We drove by Mrs. O’Malley sitting in her garden and watched her jaw drop. We zipped past the Presbyterian church and waved at the Reverend Hoffman. We saw Don Coldwell in his workshop, crafting more Adirondack chairs.
When we pulled up to the Bedlam Corners Variety Store, Marie came out and gave me a soda. “How did you get here?” she asked, incredulously, staring at Orson, who seemed to relish his role as grand marshal of his own parade. ATVs are not supposed to go cruising down highways.
Next, keeping to the side of the road, we headed for Gardenworks, the sprawling garden and farm center at the edge of town. As we roared up to the front door, its owner, Meg Southerland, blinked and smiled. Orson hopped off for some water, which his fans among the staff were happy to provide, and I proudly showed off my new vehicle. Everyone looked around for the trailer that had transported it from the farm, but of course there wasn’t one.
“You didn’t,” said Meg, who’d grown used to my odd adventures but was nonetheless alarmed.
“I did.”
After a few minutes spent visiting, though, it was time to head home. I didn’t want to press my luck and run into a sheriff’s deputy or state trooper.

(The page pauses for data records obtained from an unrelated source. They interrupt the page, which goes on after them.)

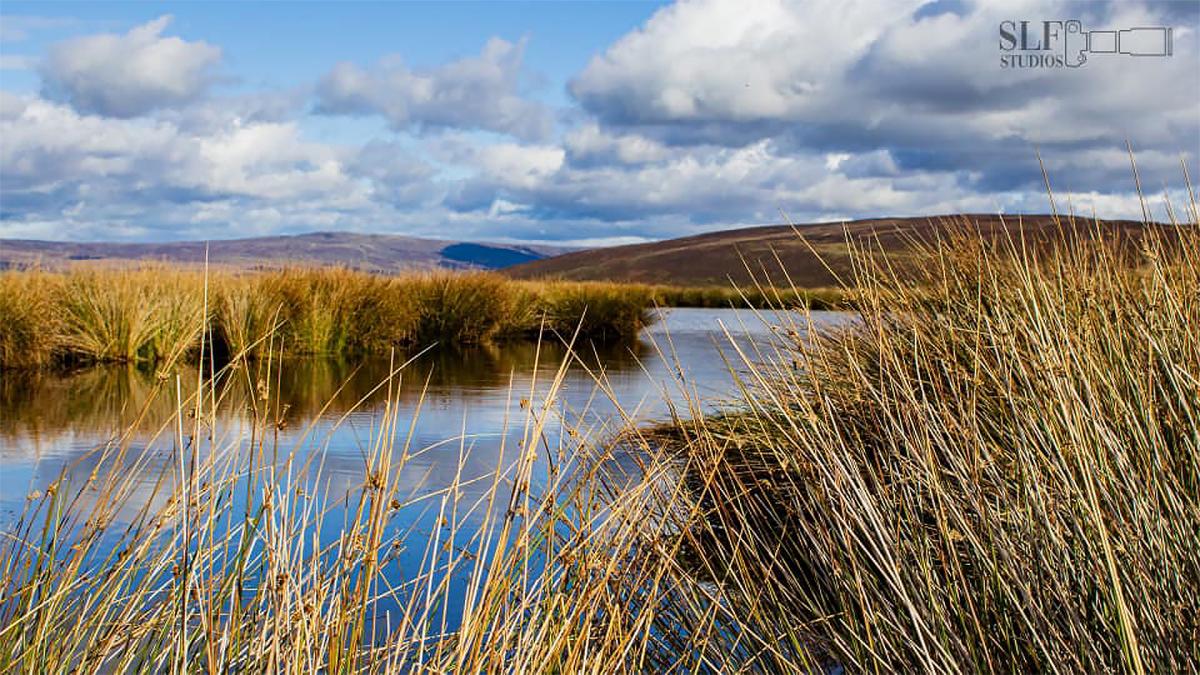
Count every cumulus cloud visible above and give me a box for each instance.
[0,0,1200,244]
[41,16,221,118]
[317,37,552,139]
[0,94,386,239]
[570,0,1200,190]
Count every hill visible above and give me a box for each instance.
[504,214,1145,288]
[0,232,571,273]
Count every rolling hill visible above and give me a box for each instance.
[0,232,571,273]
[504,215,1161,288]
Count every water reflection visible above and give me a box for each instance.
[0,310,846,526]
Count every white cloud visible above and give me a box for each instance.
[41,16,221,118]
[317,37,552,139]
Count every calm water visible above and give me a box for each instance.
[0,309,848,629]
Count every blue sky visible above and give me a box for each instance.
[0,0,1200,244]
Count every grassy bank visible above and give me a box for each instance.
[0,267,844,370]
[650,211,1200,673]
[0,208,1200,673]
[0,267,654,370]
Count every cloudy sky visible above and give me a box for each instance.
[0,0,1200,245]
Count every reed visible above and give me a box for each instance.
[652,212,1200,673]
[0,268,667,371]
[0,270,61,370]
[0,180,1200,673]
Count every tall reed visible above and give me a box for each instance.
[655,210,1200,673]
[0,270,61,370]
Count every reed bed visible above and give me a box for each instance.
[649,209,1200,673]
[0,267,667,372]
[0,192,1200,673]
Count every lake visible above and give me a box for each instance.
[0,309,850,634]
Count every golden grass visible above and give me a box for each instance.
[0,178,1200,673]
[0,267,667,370]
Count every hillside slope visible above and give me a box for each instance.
[504,215,1145,288]
[0,232,570,273]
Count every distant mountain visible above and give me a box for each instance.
[504,214,1161,288]
[0,232,574,273]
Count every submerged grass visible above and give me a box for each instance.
[0,177,1200,673]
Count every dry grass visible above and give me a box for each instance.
[0,184,1200,673]
[0,268,653,371]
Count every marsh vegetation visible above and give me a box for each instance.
[0,205,1200,673]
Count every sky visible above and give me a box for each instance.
[0,0,1200,246]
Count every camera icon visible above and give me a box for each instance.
[1062,19,1175,68]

But we were almost alone on the road, it turned out, chugging back down Route 30, past the variety store and the church, past Mrs. O’Malley and the rottweiler, and up the hill to the farm, where Clem and Rose were in the yard, waiting to greet us.
How strange a sight we must have been, man and dog. All we needed were silk scarves to look like flying aces, like Snoopy and the Red Baron.

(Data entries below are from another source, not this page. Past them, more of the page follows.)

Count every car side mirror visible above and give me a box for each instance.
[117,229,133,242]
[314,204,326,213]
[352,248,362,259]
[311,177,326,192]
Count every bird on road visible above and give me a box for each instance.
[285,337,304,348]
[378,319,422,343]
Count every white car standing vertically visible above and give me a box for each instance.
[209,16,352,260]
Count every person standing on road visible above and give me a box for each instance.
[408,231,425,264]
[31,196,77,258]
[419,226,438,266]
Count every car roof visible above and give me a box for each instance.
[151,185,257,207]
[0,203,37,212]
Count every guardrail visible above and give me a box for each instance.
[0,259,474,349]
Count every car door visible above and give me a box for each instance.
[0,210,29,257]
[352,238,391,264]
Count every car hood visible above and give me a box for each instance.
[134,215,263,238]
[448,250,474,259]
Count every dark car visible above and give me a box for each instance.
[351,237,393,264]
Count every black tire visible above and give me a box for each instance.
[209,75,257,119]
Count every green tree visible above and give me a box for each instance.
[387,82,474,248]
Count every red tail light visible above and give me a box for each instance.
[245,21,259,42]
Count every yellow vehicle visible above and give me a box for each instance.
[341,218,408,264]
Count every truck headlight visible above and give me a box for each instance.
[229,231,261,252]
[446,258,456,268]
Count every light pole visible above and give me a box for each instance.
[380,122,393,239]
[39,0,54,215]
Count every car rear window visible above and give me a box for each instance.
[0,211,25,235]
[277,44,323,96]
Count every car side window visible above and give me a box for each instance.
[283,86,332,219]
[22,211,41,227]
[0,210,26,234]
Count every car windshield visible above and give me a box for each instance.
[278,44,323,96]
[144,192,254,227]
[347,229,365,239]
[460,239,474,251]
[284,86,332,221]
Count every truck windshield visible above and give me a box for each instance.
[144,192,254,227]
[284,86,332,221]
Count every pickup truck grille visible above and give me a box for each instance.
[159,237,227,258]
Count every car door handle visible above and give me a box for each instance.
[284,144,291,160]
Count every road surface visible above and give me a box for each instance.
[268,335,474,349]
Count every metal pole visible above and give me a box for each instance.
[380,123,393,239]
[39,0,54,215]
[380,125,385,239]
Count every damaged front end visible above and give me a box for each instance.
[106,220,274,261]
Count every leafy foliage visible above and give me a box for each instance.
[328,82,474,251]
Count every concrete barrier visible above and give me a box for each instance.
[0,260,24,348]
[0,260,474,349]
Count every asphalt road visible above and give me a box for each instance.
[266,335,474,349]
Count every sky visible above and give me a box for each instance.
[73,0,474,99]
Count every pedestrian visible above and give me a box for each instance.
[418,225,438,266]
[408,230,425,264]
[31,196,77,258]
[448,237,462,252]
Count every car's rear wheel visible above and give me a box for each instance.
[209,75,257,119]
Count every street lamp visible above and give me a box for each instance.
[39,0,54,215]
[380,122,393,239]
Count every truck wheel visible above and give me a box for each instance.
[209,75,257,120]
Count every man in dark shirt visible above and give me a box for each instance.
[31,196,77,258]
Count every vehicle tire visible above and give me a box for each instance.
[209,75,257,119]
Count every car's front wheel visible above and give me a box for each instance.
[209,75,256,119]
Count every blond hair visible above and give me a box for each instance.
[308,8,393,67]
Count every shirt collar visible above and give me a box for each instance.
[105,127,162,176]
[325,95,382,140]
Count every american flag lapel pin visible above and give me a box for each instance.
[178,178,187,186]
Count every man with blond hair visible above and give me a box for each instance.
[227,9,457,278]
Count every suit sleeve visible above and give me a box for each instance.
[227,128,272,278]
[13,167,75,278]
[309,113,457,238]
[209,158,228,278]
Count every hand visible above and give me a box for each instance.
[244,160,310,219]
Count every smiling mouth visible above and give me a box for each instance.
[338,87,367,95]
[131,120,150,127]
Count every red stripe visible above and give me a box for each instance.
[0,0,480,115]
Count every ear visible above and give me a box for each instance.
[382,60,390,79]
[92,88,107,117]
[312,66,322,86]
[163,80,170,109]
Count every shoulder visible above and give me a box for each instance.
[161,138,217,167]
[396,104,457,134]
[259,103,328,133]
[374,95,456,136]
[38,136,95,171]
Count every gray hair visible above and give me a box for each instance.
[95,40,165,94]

It was a victory march. Orson could not have been happier, prouder, more at ease. Perhaps we both sensed it was some kind of high-water mark, after all our hard work, training, needles, tests, and herbs. I have never loved him more than at that moment.
If parts of Orson’s soul remained scattered, maybe we’d picked up one or two on our procession. I’d have to check with his personal shaman. Meanwhile, we were a happy duo.
CHAPTER SEVEN
Ecstatic Places
I hadn’t thought about my fish for years. It was Paula who reminded me of my aquatic companions. They were the dogs of my childhood.
I was obsessed with tropical fish—betas, mollies, guppies, tetras—between the ages of eight and twelve, the first of sever
al great obsessions. At first, no one outside of my family knew of their existence, and no one inside my family cared.
I launched this enterprise at the J. J. Newberry five-and-dime store in downtown Providence, where a bald and businesslike one-armed man, who always wore a white shirt and tie, ran the fish department. A blunt sort, he never asked a single question about me, not even my name. But he was generous in telling me all he knew about fish, which was a great deal.
Before long, I had six or seven tanks—at least four of them held twenty-five gallons—hooked up to an elaborate system of thermostatic heaters, lights, gurgling pumps. Fish, tanks, and related equipment took over my room and much of the upstairs.
All these elements I laboriously hauled through busy streets and transported on buses and up long blocks to our aging, sprawling house miles away. It took months, even years, to fully assemble this world. To pay for it all, I regularly stole money from my mother’s purse. I don’t know to this day if she noticed and said nothing, or didn’t notice, or didn’t want to.
Over time, I learned to breed fish to sell and trade, supervising matings and innumerable hatchings. I was the house physician, as well, performing surgery and removing sores and tumors. I constructed elaborate surgical netting with lights to trap sick fish and hold them while I worked. I saved many fish lives, and lost some others.
I ordered medicines from different parts of the country so I could treat funguses and bacterial infections. After a while, strangers began to call and ask me to come save their fish, and I would grab my bag of surgical instruments, lamps, and medicines and wait to be picked up.